Where does the transaction take place? Which taxes are applicable? And if the transaction involves not only two countries, but three or four it gets even more complicated. Wouldn’t it be nice if the internet also was a country with it’s own currency?

I found it interesting to read this article in Cult of Android, Google’s executive chairman Eric Smith says:

That businesses must be run more like countries, with diplomatic meetings and the like. He said that “the adult way to run a business is to run it more like a country. They have disputes, yet they’ve actually been able to have huge trade with each other. They’re not sending bombs at each other.”

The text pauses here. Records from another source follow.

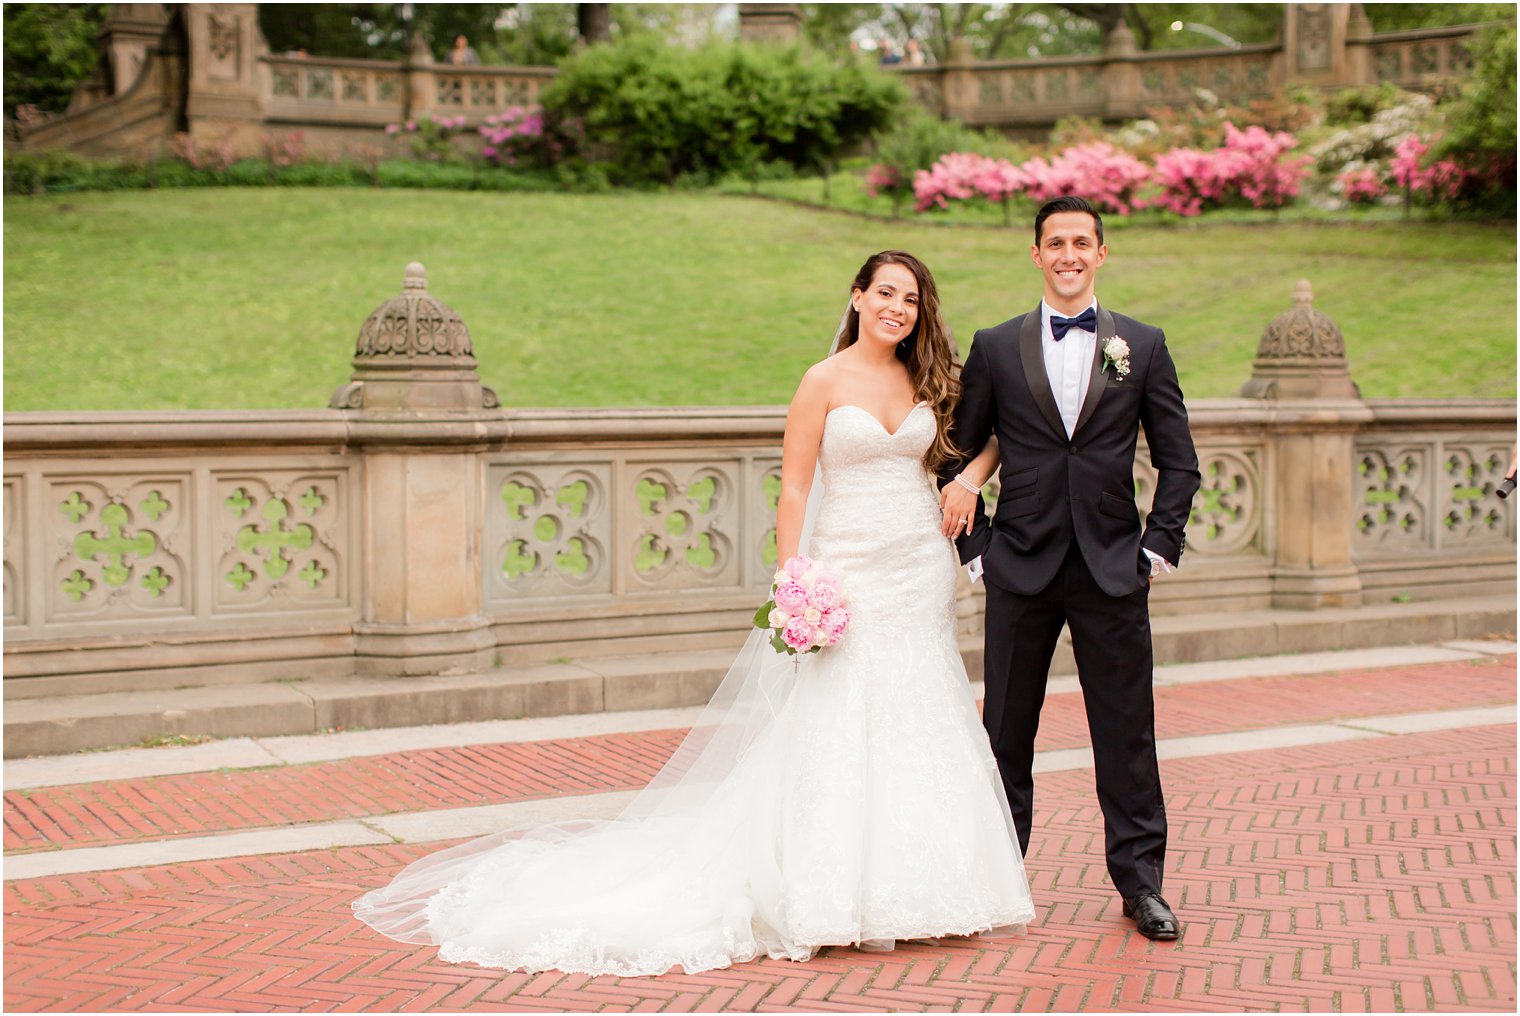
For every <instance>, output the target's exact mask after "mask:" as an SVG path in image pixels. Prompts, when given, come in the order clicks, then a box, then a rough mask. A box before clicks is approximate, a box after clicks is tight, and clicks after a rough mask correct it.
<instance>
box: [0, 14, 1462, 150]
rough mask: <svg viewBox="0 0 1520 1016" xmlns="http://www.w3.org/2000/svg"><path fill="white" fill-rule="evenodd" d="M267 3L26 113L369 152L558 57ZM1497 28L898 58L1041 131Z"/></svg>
mask: <svg viewBox="0 0 1520 1016" xmlns="http://www.w3.org/2000/svg"><path fill="white" fill-rule="evenodd" d="M740 6H742V8H755V11H748V12H742V14H748V15H749V17H748V20H746V23H745V26H746V32H748V35H749V37H752V38H781V37H786V35H790V33H795V17H796V15H795V11H792V9H790V8H792V6H793V5H740ZM257 12H258V5H254V3H222V5H201V3H185V5H119V8H117V9H114V11H112V15H111V18H109V20H108V23H106V27H105V30H103V32H102V68H100V71H97V75H96V78H93V79H91V81H88V82H85V85H82V87H81V90H79V93H78V94H76V100H74V103H73V105H71V106H70V110H68V113H67V114H64V116H62V117H58V119H55V120H50V122H46V123H41V125H33V126H29V128H18V137H20V144H21V146H23V148H29V149H38V148H70V149H74V151H79V152H85V154H91V155H100V154H132V155H138V157H150V155H154V154H157V152H160V151H161V149H163V146H164V144H166V143H167V141H169V138H172V137H173V135H175V132H178V131H185V132H188V134H192V135H195V137H196V138H198V140H199V141H202V143H208V144H219V143H223V141H225V143H230V144H231V146H233V148H234V149H236V151H237V152H240V154H258V152H260V151H261V149H263V146H264V143H266V135H268V138H269V140H274V141H278V140H280V138H283V137H284V135H289V134H293V132H298V131H299V132H301V134H302V135H304V137H306V141H307V143H310V144H315V146H321V148H336V149H347V151H351V152H357V151H360V149H363V148H371V149H372V148H374V146H377V144H382V143H386V141H388V138H386V135H385V134H383V129H385V126H386V125H388V123H398V122H403V120H407V119H421V117H454V116H464V117H465V123H467V125H468V126H470V128H474V126H477V125H479V123H480V122H483V120H485V119H486V117H488V116H492V114H496V113H500V111H502V110H505V108H506V106H511V105H524V103H526V105H530V103H532V102H535V100H537V96H538V91H540V88H541V87H543V85H544V84H546V82H547V81H550V79H552V78H553V75H555V68H553V67H451V65H442V64H433V61H432V56H430V53H429V52H427V49H426V46H424V47H420V49H418V52H416V53H415V55H413V56H412V58H410V59H409V61H404V62H397V61H365V59H336V58H327V56H304V55H302V56H290V55H284V56H283V55H274V53H269V52H268V46H266V43H264V40H263V35H261V33H260V30H258V18H257ZM1477 27H1480V26H1456V27H1442V29H1421V30H1417V32H1391V33H1382V35H1373V32H1371V26H1370V24H1368V21H1366V18H1365V15H1362V14H1360V5H1345V3H1304V5H1287V8H1286V14H1284V27H1283V41H1278V43H1269V44H1262V46H1242V47H1237V49H1198V50H1163V52H1142V50H1137V49H1135V43H1134V38H1132V35H1131V33H1129V29H1128V27H1125V26H1123V24H1120V26H1119V27H1117V29H1116V30H1114V32H1113V33H1111V35H1110V38H1108V40H1107V43H1105V47H1104V53H1102V55H1099V56H1076V58H1047V59H1014V61H976V59H971V56H970V50H968V49H967V47H965V46H964V44H962V46H956V47H952V49H953V52H952V56H950V59H948V61H945V62H944V64H942V65H936V67H903V65H897V67H894V68H892V70H894V73H900V75H903V78H904V79H906V82H907V85H909V88H910V91H912V93H914V96H917V99H918V100H920V102H921V103H923V105H926V106H927V108H930V110H935V111H936V113H939V114H941V116H948V117H956V119H959V120H962V122H965V123H971V125H979V126H999V128H1005V129H1012V131H1018V129H1024V131H1040V129H1044V128H1049V126H1052V125H1053V123H1055V122H1056V120H1058V119H1061V117H1067V116H1082V117H1096V119H1102V120H1110V122H1114V120H1123V119H1131V117H1138V116H1143V114H1145V113H1146V111H1148V110H1151V108H1155V106H1169V105H1187V103H1192V102H1195V100H1196V93H1198V90H1208V91H1211V93H1214V94H1216V96H1218V97H1219V99H1222V100H1225V102H1236V103H1245V102H1249V100H1251V99H1256V97H1262V96H1266V94H1271V93H1274V91H1275V90H1277V88H1280V87H1281V85H1284V84H1289V82H1306V84H1312V85H1318V87H1322V88H1341V87H1348V85H1363V84H1376V82H1392V84H1397V85H1400V87H1404V88H1430V87H1435V85H1438V84H1441V82H1446V81H1450V79H1453V78H1459V76H1462V75H1467V73H1468V71H1470V70H1471V53H1470V52H1468V44H1470V41H1471V37H1473V33H1474V32H1476V30H1477Z"/></svg>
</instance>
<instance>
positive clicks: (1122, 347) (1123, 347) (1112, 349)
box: [1104, 335, 1129, 377]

When a company expands in ways like Apple and Google the earthly borders don’t matter in the same way as they used to, but they still matter.

So, what is a country? I checked Wikipedia. The definition begins with: A country is a region legally identified as a distinct entity in political geography. And it ends with: Regardless of the physical geography, in the modern internationally accepted legal definition as defined by the League of Nations in 1937 and reaffirmed by the United Nations in 1945, a resident of a country is subject to the independent exercise of legal jurisdiction.

When we buy music at iTunes, who’s exercise of legal jurisdiction are we the subject of? When we register an account at Google to start a blog like this or to participate in Google+, who’s rules do we have to follow?

Eric Smith points out an issue that will become more important over the years as our global connections via Internet will expand and establish it’s position as a natural part of our lives. Businesses must be run more like countries, yes. But what if we also need a new ”country” in cyberspace to make it easier to handle money and laws?